Reciprocal Rank Fusion
Merging two ranked lists is a solved problem. Reciprocal rank fusion (RRF) assigns a score of 1 / (k + rank) to each result, where k=60 dampens the impact of low-rank results. Scores from both lists are summed:
textResults.forEach((hit, rank) => {
scores.set(hit.slug, (scores.get(hit.slug) ?? 0) + 1 / (k + rank + 1))
})
vectorResults.forEach((hit, rank) => {
scores.set(hit.slug, (scores.get(hit.slug) ?? 0) + 1 / (k + rank + 1))

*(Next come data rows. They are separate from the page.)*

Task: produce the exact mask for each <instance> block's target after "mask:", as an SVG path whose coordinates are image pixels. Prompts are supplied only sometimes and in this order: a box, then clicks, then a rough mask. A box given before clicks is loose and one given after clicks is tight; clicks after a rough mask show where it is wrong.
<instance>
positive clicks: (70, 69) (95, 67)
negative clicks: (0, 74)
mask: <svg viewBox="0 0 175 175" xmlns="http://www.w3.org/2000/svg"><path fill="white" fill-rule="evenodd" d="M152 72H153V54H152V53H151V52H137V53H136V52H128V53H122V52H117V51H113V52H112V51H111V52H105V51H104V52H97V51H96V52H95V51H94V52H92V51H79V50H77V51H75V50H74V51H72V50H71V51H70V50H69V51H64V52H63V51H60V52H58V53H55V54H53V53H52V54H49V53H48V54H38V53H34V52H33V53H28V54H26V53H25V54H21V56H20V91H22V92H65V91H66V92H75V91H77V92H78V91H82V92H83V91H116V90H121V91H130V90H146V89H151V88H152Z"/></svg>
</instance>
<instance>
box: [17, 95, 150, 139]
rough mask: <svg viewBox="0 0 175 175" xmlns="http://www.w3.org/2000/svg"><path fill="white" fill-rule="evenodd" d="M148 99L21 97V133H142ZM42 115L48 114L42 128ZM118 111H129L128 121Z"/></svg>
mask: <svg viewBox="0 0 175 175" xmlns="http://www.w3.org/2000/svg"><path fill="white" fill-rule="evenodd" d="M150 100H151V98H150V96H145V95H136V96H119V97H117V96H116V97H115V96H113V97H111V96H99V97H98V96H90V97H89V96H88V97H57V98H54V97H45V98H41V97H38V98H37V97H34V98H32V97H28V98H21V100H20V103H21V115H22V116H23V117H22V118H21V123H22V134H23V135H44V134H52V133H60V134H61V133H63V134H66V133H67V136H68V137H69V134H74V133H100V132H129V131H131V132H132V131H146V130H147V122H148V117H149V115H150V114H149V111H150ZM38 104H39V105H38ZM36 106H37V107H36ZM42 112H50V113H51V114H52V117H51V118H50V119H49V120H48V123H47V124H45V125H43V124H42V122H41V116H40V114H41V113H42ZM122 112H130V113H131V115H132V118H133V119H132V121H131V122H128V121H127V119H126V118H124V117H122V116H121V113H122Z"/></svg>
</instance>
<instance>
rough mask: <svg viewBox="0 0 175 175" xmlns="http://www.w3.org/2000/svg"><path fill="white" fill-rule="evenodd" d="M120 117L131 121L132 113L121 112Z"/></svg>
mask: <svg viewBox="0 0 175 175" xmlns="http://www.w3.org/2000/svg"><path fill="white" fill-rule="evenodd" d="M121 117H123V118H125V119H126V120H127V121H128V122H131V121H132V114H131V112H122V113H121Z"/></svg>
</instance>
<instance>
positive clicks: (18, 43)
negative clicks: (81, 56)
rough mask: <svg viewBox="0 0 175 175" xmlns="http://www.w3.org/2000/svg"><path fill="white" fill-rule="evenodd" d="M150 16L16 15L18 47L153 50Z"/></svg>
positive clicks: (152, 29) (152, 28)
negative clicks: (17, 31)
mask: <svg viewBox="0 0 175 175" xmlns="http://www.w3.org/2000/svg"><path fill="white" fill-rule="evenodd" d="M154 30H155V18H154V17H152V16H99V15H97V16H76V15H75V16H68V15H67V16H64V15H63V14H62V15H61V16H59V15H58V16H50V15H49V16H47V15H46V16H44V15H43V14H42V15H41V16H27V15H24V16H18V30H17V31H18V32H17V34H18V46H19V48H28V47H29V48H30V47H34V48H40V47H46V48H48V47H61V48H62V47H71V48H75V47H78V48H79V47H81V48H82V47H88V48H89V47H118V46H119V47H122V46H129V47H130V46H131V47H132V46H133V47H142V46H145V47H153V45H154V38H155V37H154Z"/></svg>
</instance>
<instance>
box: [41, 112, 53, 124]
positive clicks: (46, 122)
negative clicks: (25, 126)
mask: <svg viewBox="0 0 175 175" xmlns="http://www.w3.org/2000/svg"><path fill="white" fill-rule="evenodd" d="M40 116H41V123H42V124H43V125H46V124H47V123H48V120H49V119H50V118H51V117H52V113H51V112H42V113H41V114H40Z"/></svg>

})Documents appearing in both lists rank higher than documents appearing in only one. This is the same technique used in production hybrid search systems.
Index Design
The blog post index maps look like this:
{
"mappings": {
"properties": {
"slug": { "type": "keyword" },
"title": { "type": "text", "analyzer": "english" },
"description": { "type": "text", "analyzer": "english" },
"content": { "type": "text", "analyzer": "english" },
"tags": { "type": "keyword" },
"content_embedding": {
"type": "knn_vector",
"dimension": 1536,
"method": { "name": "hnsw", "engine": "faiss" }
}
}
}
}The HNSW index (Hierarchical Navigable Small World) gives sub-linear k-NN search at query time, with a build-time tradeoff between index size and recall.